18. Sometimes french fries are a healthier choice than salad; sometimes high fiber low fat diets need to be replaced by high fat low fiber ones. What is healthy is not absolute, but rather a product of what your circumstances are and what your body needs.
19. Giving up grapefruit can be harder than giving up wine.
20. There are 4g of carbs in the juice of a lemon!
21. Surviving the recovery is harder than surviving the disease and treatment. Once you fight for your life, you have to fight to get your life back.
22. While most will be ecstatic at your resurrection, accept the fact that there are casualties in a process of this kind. There will be people who fail you; there will be people who have benefitted from your absence. Enjoying every moment of life is the best antidote.
23. It is uncomfortable to see people who dropped out of your life for the duration of your most perilous moments. But it sure beats the alternative!
24. It is hard for others to understand what the journey to the precipice of death and back is like, or the ongoing challenges you confront. Accept this fact and move on.
25. Even the most sensitive people will say exceptionally insensitive things. These comments are very painful and extremely difficult to manage with diminished emotional reserves. Do yoga and breathe it out. Let it go. Focus on what serves your higher interest. Always.
26. Laugh every day.

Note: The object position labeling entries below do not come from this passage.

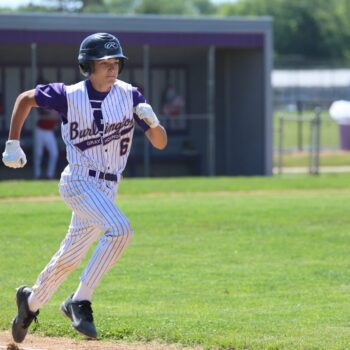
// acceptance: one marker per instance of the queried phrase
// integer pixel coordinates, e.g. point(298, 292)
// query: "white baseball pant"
point(94, 210)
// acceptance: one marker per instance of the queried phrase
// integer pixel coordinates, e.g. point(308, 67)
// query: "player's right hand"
point(13, 156)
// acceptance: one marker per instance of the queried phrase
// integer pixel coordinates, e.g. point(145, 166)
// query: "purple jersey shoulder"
point(54, 96)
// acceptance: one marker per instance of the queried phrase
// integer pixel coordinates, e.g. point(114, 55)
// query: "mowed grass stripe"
point(243, 271)
point(136, 186)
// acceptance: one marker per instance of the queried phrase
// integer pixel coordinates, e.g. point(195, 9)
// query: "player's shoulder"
point(80, 86)
point(123, 85)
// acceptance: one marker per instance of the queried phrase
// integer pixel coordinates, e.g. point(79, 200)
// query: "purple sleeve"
point(52, 96)
point(139, 98)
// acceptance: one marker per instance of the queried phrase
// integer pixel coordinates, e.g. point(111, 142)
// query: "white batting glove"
point(13, 156)
point(145, 112)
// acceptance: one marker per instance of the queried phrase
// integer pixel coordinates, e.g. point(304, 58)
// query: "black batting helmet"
point(99, 46)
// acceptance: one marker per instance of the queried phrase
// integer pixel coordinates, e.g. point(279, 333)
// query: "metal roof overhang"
point(134, 30)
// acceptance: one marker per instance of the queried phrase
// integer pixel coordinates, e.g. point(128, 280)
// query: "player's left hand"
point(13, 156)
point(145, 112)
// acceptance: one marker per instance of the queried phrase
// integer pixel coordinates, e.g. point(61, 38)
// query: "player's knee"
point(125, 231)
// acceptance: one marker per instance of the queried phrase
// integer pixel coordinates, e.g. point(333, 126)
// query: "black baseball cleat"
point(80, 313)
point(25, 317)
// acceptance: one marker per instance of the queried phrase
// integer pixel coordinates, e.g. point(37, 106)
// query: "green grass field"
point(225, 263)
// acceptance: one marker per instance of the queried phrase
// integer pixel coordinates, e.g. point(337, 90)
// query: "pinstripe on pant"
point(94, 210)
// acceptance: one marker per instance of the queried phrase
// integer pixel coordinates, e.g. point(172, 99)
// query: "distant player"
point(98, 119)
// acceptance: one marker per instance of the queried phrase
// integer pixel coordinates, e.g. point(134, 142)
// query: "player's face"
point(105, 73)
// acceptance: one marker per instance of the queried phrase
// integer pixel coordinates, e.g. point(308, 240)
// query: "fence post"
point(314, 163)
point(280, 143)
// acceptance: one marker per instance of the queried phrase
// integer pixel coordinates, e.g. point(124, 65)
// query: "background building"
point(218, 70)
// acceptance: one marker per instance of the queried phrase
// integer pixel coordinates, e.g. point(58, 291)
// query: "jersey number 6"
point(124, 144)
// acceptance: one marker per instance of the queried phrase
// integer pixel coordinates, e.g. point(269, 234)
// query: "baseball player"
point(98, 119)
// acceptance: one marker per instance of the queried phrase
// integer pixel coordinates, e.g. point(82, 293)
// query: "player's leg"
point(112, 244)
point(99, 200)
point(80, 236)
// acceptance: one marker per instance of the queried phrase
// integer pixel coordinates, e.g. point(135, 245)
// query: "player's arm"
point(23, 105)
point(156, 134)
point(13, 156)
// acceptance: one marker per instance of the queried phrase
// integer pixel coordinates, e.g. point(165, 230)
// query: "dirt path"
point(34, 342)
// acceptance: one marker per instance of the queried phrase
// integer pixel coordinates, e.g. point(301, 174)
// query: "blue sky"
point(16, 3)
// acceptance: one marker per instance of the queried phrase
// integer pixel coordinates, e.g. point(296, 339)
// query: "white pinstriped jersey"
point(84, 144)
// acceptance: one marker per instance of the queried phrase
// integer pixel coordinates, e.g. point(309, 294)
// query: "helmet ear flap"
point(121, 65)
point(85, 69)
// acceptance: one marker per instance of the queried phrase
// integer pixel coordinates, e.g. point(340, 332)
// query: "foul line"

It is the best core workout of all.
27. Growing older is a privilege not a curse. This doesn’t mean you have to act your age. Channel your inner 8 year old, it is much more fun the second time round. See #26.
28. Truly revel in and appreciate the extreme depth of love the people in your life have for you and you have for them.

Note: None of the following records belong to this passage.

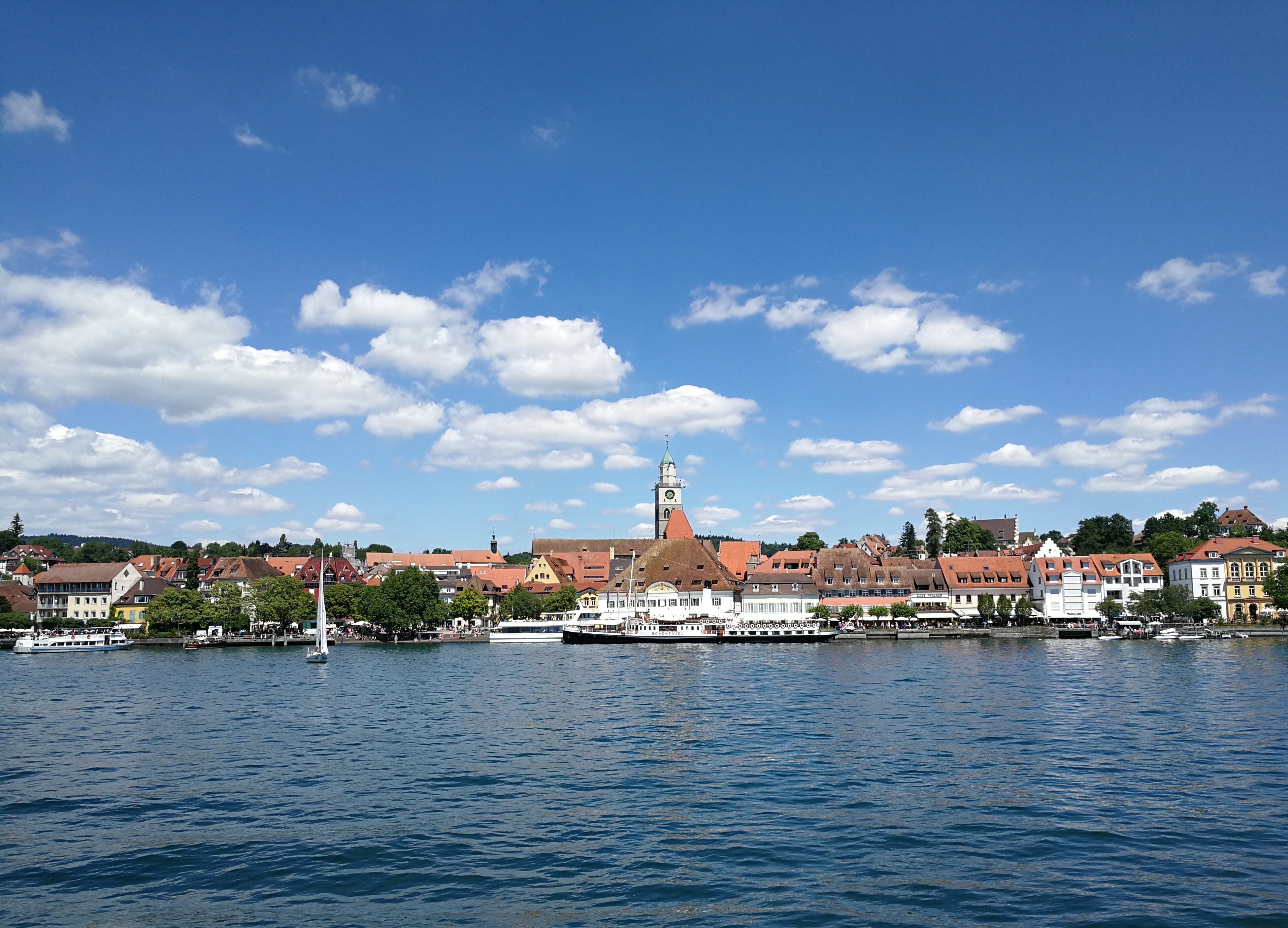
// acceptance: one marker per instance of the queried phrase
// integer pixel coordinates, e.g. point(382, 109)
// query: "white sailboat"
point(317, 654)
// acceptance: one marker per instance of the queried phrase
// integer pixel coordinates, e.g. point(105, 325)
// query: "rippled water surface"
point(1057, 783)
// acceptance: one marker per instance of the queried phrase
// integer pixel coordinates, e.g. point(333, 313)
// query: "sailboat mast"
point(323, 603)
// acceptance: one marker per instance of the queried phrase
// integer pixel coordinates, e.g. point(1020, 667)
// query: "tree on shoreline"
point(934, 533)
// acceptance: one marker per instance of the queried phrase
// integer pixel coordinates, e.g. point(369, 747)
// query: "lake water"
point(1054, 783)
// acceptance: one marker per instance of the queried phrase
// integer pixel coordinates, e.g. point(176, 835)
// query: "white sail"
point(323, 604)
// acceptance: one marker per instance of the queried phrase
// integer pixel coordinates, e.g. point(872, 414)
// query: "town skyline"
point(423, 288)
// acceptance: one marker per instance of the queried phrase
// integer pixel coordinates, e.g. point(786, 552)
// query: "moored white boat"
point(645, 627)
point(71, 641)
point(548, 629)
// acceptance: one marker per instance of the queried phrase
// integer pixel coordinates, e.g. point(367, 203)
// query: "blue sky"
point(330, 269)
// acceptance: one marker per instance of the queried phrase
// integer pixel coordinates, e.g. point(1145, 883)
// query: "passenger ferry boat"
point(645, 627)
point(60, 641)
point(549, 627)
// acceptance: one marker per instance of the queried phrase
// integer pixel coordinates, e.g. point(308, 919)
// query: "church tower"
point(666, 493)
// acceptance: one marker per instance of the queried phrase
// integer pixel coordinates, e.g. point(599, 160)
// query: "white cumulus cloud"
point(248, 139)
point(807, 504)
point(954, 482)
point(83, 338)
point(540, 356)
point(841, 456)
point(414, 419)
point(1266, 283)
point(1134, 479)
point(337, 428)
point(1180, 280)
point(29, 114)
point(971, 418)
point(535, 438)
point(339, 92)
point(993, 288)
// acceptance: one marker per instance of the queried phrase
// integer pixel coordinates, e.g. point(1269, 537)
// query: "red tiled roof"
point(735, 557)
point(678, 526)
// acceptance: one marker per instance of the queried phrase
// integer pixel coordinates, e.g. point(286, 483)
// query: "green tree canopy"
point(934, 533)
point(178, 612)
point(468, 604)
point(342, 600)
point(521, 604)
point(1104, 535)
point(966, 535)
point(414, 595)
point(1205, 521)
point(909, 541)
point(283, 600)
point(562, 602)
point(1277, 589)
point(373, 605)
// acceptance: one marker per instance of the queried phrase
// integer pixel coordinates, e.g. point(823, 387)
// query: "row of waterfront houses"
point(683, 574)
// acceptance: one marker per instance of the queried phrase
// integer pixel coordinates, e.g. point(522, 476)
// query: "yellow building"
point(1246, 571)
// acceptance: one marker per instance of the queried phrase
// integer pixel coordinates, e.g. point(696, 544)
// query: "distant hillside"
point(76, 541)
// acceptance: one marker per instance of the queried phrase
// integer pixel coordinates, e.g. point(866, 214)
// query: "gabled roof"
point(687, 563)
point(244, 569)
point(678, 526)
point(735, 557)
point(620, 548)
point(83, 573)
point(1232, 518)
point(1224, 546)
point(780, 560)
point(404, 560)
point(464, 557)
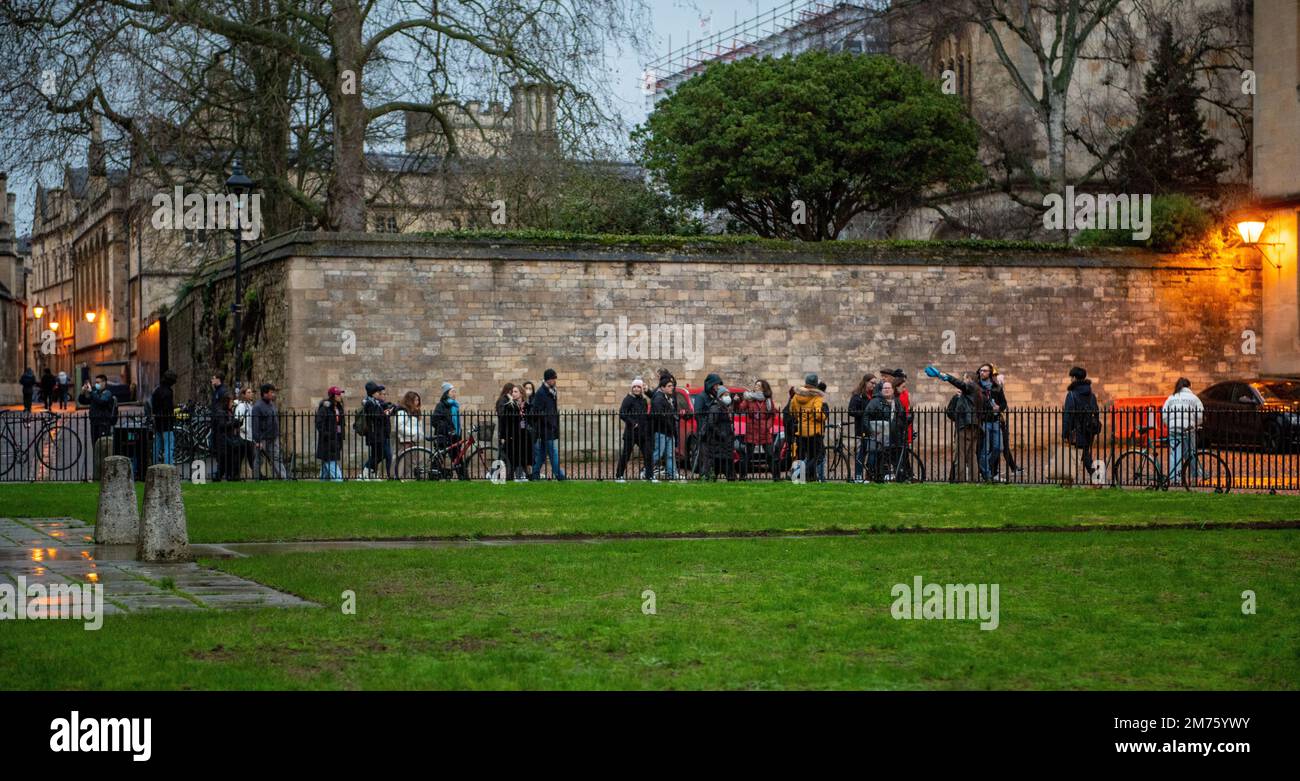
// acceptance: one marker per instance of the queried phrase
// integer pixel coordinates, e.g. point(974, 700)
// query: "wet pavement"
point(55, 551)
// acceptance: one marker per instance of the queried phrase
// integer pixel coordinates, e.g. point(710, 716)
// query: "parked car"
point(1252, 413)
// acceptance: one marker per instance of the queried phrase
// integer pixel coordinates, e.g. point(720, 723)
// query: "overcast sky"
point(675, 20)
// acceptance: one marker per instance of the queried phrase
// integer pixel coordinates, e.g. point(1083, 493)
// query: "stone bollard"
point(164, 536)
point(103, 450)
point(117, 520)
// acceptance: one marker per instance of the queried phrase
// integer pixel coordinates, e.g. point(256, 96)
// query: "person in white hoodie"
point(1182, 415)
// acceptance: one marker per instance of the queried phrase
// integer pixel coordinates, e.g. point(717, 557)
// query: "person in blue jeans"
point(663, 422)
point(991, 426)
point(546, 420)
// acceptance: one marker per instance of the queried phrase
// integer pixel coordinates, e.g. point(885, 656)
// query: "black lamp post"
point(241, 186)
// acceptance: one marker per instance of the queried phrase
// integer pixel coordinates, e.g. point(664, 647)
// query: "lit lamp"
point(1249, 226)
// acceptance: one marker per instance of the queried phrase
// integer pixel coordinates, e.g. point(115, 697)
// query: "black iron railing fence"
point(1225, 450)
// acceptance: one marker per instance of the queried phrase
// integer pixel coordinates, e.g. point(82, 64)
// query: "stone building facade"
point(414, 312)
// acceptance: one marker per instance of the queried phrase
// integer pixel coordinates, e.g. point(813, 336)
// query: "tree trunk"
point(346, 196)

29. Recovery is not linear; transplant is a process.
30. There is no medical procedure more dangerous, more invasive, or more miraculous than a bone marrow transplant. Understand the scope of this and accept the changes it brings in your life.
31. One year is only the beginning of the recovery, the physical, emotional, and psychological components will take years to process. It changes you forever.
32. Control what you can control and let everything else go.
33. Strive for balance. Health, work, family, friends, exercise, recreation. Don’t say you don’t have time. You do. You make the time. Period.
34. Never underestimate the power of Providence.
35. You can do anything for 30 seconds. Oh! But I already knew that ;-)
Patty says she is in awe of the people who have been with her in this, and I am awestruck by those folks as well. But I am even more awed by Patty. Clearly, she is winning this fight mostly due to her own courage and perseverance, with some assistance from the doctors, nurses, relatives and friends. I often use the word awesome, but here I really mean it–I am just awed by Patty’s spirit in all of this. I will probably not follow all of these lessons (I think I do #26-27 pretty well and am bad at #7) consistently, but I will try a bit harder. Patty has inspired all those around her. I appreciate her letting me share her lessons as it is better to learn from her than to have to learn these things through experience.